The third stage is the realization, perhaps through a book like Joanne Freeman’s , that, well, the Founders divided against one another, into the Democratic-Republican and Federalist factions, er, sorry, parties . Like some weirdly gruesome and symbolic episode in an Ovid poem, Publius splits in two, with the severed sides morphing into a pair of wrestlers intent upon strangling one another! Ugly stuff, and the more potentially disheartening to your faith in modern republican government to the degree you were initially inspired by the genius and virtue of “the Founders.”

Sorting out why the divide occurs inevitably takes you back to divisions that had always been there. One learns that considered from a certain angle, the Anti-Federalists actually had good arguments, and that these folks did not disappear, but tended to gravitate into the Democratic-Republican party. One sees that while the Convention amazingly (Providentially?) arrived at consensus about a new form of government, our greatest Founders walked into the Convention with quite a few remarkably discordant ideas. One begins to be shocked by how aggressively nationalist Madison was towards state power, and by Hamilton’s (more strategically provocative than sincere?) proposed imitation, albeit in republicanized manner, of the British monarch and House of Lords; one also has to consider to what degree these views remained with Madison and Hamilton behind the rhetoric of Publius, or why (in Madison’s case), they changed. Similar thoughts with respect to other major figures. Whether this is a fourth stage or what-have-you, you now have to sort through the whole political-intellectual landscape of the Americans, going at least back to the 1760s and into the British Whig writers, all the way up into the 1820s.
But let us stay, in this post at least, with the daunting-enough task of understanding the divide between the Federalists and Democratic-Republicans. I can recommend two books for this, one of which I use to begin my American Political Thought course.

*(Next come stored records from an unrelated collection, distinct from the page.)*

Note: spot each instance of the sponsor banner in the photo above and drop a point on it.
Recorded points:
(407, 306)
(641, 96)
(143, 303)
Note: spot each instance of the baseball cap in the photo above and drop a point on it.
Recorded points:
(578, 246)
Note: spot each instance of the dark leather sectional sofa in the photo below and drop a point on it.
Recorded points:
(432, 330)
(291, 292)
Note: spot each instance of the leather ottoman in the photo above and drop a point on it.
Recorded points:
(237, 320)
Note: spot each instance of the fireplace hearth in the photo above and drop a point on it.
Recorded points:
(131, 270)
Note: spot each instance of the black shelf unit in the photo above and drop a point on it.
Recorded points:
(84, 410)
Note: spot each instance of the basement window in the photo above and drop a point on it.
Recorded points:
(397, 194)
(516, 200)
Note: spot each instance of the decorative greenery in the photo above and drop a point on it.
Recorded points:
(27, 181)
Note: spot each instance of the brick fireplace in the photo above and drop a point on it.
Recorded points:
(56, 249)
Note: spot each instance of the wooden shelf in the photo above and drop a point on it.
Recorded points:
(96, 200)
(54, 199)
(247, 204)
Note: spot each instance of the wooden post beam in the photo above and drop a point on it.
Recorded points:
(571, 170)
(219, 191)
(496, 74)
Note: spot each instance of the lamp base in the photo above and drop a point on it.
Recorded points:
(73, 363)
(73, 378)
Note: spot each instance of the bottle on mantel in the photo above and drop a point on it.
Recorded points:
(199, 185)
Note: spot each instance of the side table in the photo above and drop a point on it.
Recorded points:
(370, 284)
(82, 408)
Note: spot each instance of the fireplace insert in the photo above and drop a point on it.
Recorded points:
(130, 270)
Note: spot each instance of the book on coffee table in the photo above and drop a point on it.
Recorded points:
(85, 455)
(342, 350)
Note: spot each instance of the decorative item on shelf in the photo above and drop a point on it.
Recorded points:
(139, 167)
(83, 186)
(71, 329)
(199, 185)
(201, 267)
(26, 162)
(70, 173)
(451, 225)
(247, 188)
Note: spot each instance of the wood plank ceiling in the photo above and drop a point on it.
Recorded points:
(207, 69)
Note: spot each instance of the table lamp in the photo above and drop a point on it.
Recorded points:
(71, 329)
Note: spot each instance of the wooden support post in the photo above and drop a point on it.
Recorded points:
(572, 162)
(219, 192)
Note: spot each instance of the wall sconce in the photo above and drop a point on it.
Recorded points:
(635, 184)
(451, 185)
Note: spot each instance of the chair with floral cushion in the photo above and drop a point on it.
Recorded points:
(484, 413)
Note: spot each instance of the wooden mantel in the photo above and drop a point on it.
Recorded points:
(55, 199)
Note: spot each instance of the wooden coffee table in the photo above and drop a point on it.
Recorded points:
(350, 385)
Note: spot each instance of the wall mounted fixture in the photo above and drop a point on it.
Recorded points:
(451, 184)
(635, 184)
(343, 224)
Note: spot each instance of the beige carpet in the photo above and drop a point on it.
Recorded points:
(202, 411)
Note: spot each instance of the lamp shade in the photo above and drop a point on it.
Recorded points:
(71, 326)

The superior one is Lance Banning’s Liberty and Order: The First American Party Struggle . This gives you primary document selections from the early debates in Congress on debt assumption, the national bank, executive power, etc. Lots of landmark documents, like Hamilton’s Report on Manufactures or Madison’s Virginia Resolutions, judicious selections from the correspondence of major figures, and counter-positioning of these various letters and such on the main topics of debate.

That said, it is more for the advanced student. By not skimping on the nitty-gritty, spanning the entire 1787 to 1815-or-so period, and providing many of the key documents in full, the result is a 350 folio-page book. So what I assign is sort of an undergraduate version of this called Jefferson v. Hamilton , compiled by the Jefferson biographer Noble Cunningham Jr. It allows students, in under 200 pages, to grasp the main lines of debates, with the more-edited documents embedded in Cunningham’s simple narrative of the main events, events which can otherwise get bewildering for those unfamiliar with the era. I suspect both Cunningham and Banning (as both of them are scholars of Jeffersonian republicanism) of being a bit too partial to the Democratic-Republican side, but it is Banning’s volume, methinks, that ultimately better allows you to see that Hamilton and co., on a lot of the issues, had the better arguments, precisely because therein we see them more in full. That’s my judgment, anyhow. If you’d like a quicker secondary way to arrive at such a judgment, you might turn to the latest Richard Brookhiser biography, James Madison . But to decide for yourself, of course, you need to step into the documents yourself, into the war of words, that Cunningham and Banning select for us.